PAESAGGIO VERCELLESE CON ZOMBI 01

1.

9 MAGGIO 1978

1.

Il colonnello portava degli occhiali rayban. Vestiva casual. Una maglietta nera e dei pantaloni di cotone. La maglietta aderiva al torace, mettendo in evidenza i muscoli. Il colonnello sedeva accanto al guidatore e non guardava niente di particolare. Non pensava a niente di particolare. Aspettava. I palmi delle mani poggiati sulle ginocchia. Immobili. Ai suoi piedi una mitraglietta Skorpion 7.65. Il guidatore fumava una Camel senza filtro e buttava il fumo dal naso.

Anche lui portava degli occhiali scuri. E aspettava.

Erano in un parcheggio sotterraneo di qualche palazzo del centro. Potevano sentire il rumore ovattato del traffico, i clacson, il rombo di un motorino; ma nel parcheggio non c’era nessuno.

Solo delle Mercedes scure parcheggiate ai margini.

Il sotterraneo era grande. Mal illuminato. Silenzioso.

2.

Quando si accese la spia rossa dell’ascensore interno, il colonnello scese dall’auto. Il guidatore buttò la cicca dal finestrino e avviò il motore della Renault. Il colonnello si avvicinò all’ascensore. Non si guardò attorno. Non c’è n’era bisogno. Le porte dell’ascensore si aprirono. Due uomini e una donna, sulla trentina, sorreggevano un uomo mingherlino con un cappuccio in testa. L’uomo non emetteva alcun suono. Il colonnello guardò il terzetto. Con un cenno indicò la Renault. La donna aprì il bagagliaio e ci adagiarono dentro il prigioniero. Lo aiutarono a sistemarsi di traverso, proteggendogli la testa dal portello sollevato. Uno dei due uomini sussurrò qualcosa al prigioniero, per confortarlo.

- Stia tranquillo Presidente. Tra poco sarà libero.

Il prigioniero sembrò rianimarsi. Delle scosse gli attraversarono il corpo. Stava tremando. Il colonnello non poteva vedergli il volto, ma sapeva che stava piangendo.
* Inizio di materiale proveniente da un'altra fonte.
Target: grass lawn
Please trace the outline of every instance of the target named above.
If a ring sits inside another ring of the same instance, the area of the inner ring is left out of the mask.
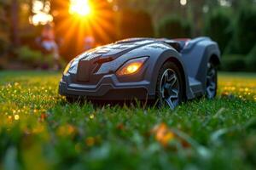
[[[256,74],[175,110],[67,104],[60,73],[0,72],[0,169],[254,169]]]

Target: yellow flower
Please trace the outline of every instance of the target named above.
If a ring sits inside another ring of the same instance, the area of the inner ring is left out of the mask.
[[[20,116],[19,116],[19,115],[15,115],[15,119],[16,121],[18,121],[18,120],[20,119]]]
[[[174,133],[168,128],[166,123],[155,126],[152,132],[154,133],[155,139],[164,146],[166,146],[175,138]]]

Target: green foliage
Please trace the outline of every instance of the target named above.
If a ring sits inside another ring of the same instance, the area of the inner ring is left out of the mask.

La donna e i due uomini fecero un passo indietro. Avevano le facce tirate e gli occhi tristi. Il colonnello capì che non erano convinti.
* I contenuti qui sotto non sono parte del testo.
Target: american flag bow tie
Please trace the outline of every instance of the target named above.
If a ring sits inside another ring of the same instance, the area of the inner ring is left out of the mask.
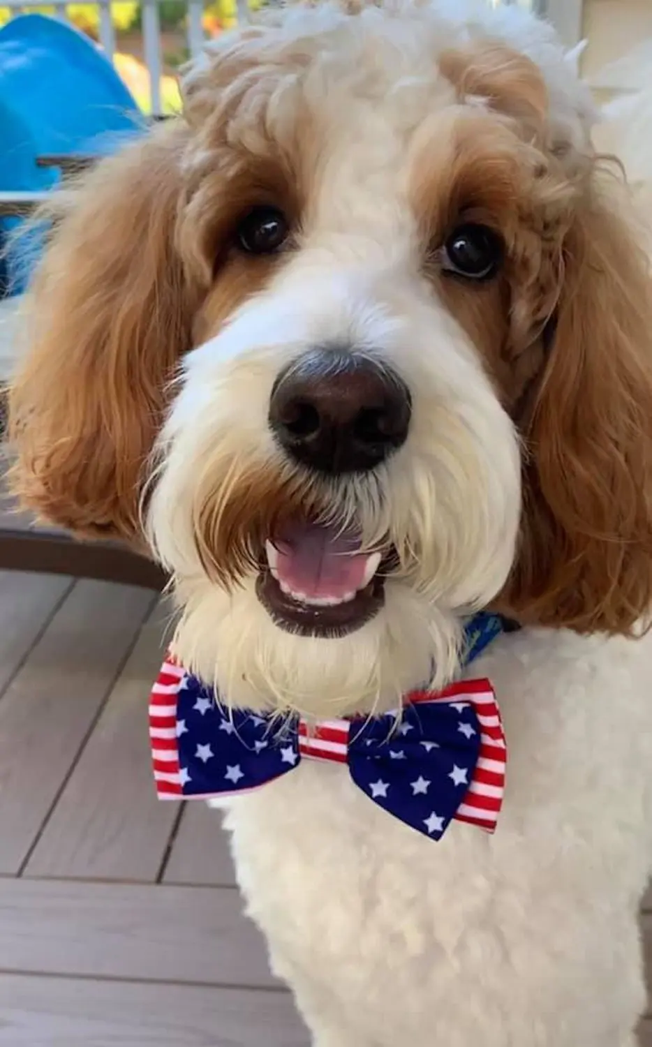
[[[374,803],[433,840],[452,819],[493,832],[502,804],[507,748],[488,680],[411,693],[400,714],[308,725],[226,709],[168,660],[150,738],[161,800],[248,793],[310,759],[347,764]]]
La donna, in particolare, aveva una contrazione intermittente alla bocca e gli occhi lucidi.

Uno degli uomini fece per parlare, ma lui lo zittì con un cenno del mento. Il terzetto si accorse delle sagome ferme negli angoli del parcheggio. Uomini vestiti di scuro e occhiali neri. Uomini comparsi dal nulla. Uomini che puzzavano di Servizi.

Stavano immobili accanto alle innumerevoli colonne di cemento del sotterraneo. Attendevano un segnale.
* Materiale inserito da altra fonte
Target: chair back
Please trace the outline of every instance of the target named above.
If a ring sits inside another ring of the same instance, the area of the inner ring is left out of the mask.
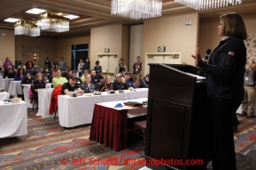
[[[134,85],[135,85],[136,88],[139,88],[140,83],[139,83],[139,82],[136,82],[136,83],[134,84]]]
I tre capirono l’antifona e indietreggiarono. Rientrarono nell’ascensore e sparirono. Allora il colonnello si girò verso la vettura e si chinò sul prigioniero. Quello continuava a tremare.

- Presidente. Mi ascolti. Rimanga disteso. Non si muova. Non si levi il cappuccio. Mi ha capito?

L’uomo smise di tremare e non rispose. Il colonnello pensava fosse svenuto. Fece per toccargli un braccio, ma quello parlò con una voce flebile e incerta.

- Dove mi portate?

- A casa.

Il prigioniero rabbrividì un’altra volta.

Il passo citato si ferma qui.